A chat that forgets everything between sessions isn’t very useful. Users expect the AI to remember what they’ve talked about before — their preferences, past questions, and ongoing projects. The SDK provides on-demand memory that searches past conversations using semantic similarity, so the model can recall relevant context without you building a separate memory system.

How It Works

Memory in the SDK isn’t a separate database or extraction step. Your conversation messages are the memory. When useChatStorage saves a message, it automatically generates an embedding vector for that message and stores it alongside the text. Later, when the model needs to recall something, it searches across all stored messages by comparing embedding vectors using cosine similarity — finding past messages that are semantically related to the current question, even if they use different words.
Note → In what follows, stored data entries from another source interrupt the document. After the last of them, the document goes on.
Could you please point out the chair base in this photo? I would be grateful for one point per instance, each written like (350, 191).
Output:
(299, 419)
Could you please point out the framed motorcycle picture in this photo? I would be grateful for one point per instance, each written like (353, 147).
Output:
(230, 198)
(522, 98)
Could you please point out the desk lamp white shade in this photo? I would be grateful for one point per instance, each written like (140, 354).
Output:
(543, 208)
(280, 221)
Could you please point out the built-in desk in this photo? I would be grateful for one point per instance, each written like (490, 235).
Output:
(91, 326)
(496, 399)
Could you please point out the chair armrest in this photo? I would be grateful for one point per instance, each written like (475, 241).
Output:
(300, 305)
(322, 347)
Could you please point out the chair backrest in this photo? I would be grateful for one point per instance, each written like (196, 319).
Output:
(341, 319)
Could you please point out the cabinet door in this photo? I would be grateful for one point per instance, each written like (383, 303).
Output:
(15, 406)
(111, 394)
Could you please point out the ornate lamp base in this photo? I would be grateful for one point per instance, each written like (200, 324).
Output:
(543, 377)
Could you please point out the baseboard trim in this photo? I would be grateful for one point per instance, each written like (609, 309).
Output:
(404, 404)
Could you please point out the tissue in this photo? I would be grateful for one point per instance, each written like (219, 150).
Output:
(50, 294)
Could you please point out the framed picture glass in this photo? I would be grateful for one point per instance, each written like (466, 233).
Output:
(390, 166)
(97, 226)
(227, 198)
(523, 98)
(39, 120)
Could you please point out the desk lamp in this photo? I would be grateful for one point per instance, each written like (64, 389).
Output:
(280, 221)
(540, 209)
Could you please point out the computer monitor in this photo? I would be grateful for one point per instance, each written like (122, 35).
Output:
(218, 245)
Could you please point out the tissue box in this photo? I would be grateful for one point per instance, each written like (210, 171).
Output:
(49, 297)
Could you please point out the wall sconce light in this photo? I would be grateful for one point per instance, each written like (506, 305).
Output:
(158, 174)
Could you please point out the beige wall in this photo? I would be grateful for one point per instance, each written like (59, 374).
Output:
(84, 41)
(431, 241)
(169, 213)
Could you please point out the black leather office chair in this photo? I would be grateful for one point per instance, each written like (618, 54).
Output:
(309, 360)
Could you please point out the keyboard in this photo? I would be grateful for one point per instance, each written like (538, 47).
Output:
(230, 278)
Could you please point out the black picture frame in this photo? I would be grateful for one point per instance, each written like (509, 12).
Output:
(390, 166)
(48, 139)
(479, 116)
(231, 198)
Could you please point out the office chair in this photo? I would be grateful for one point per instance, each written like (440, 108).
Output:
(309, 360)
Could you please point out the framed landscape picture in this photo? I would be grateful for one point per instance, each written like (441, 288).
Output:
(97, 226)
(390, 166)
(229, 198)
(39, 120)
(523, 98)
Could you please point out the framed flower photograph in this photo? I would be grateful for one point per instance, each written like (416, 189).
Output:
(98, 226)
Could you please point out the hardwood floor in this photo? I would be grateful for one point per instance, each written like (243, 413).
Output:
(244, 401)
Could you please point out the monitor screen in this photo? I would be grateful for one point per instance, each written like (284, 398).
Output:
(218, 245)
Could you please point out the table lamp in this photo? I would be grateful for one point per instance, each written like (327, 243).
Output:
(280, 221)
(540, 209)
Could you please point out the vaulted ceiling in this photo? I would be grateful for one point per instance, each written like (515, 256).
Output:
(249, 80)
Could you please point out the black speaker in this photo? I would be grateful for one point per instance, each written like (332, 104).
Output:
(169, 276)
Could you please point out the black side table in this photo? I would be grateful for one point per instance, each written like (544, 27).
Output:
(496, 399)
This happens through createMemoryRetrievalTool, a client-side tool that the model can call during a conversation. When the model decides it needs past context (for example, “what did the user say about their budget?”), it calls the tool with a search query. The SDK embeds that query, compares it against stored message embeddings, and returns the most relevant matches. The model then incorporates those memories into its response.

Setup

Embedding generation is enabled by default in useChatStorage. Messages are embedded automatically after saving, as long as they meet a minimum content length (short messages like “ok” or “thanks” are skipped since they carry little semantic value).


const { sendMessage, createMemoryRetrievalTool } = useChatStorage({
  database,
  getToken,
  autoEmbedMessages: true, // default
});

To give the model access to memory, create the retrieval tool and pass it as a client tool when sending messages:


const memoryTool = createMemoryRetrievalTool({ limit: 5 });
 
await sendMessage({
  content: "What were we discussing last week?",
  clientTools: [memoryTool],
});

The model decides when to use the tool. If the user asks something that might benefit from past context, the model calls the memory tool, gets relevant messages back, and weaves that information into its response. If the question is self-contained, it skips the tool entirely.

Search Options

You can configure how memory search behaves through MemoryRetrievalSearchOptions. The limit parameter controls how many results come back (default 8), and minSimilarity sets a threshold between 0 and 1 for how closely a past message must match the query (default 0.3). Setting excludeConversationId to the current conversation prevents the model from “remembering” things that were just said moments ago — it’s already aware of those through conversation history.


const memoryTool = createMemoryRetrievalTool({
  limit: 5,
  minSimilarity: 0.4,
  excludeConversationId: conversationId,
});

Results can be sorted by similarity (most relevant first, the default) or chronological (oldest first), depending on whether recency or relevance matters more for your use case.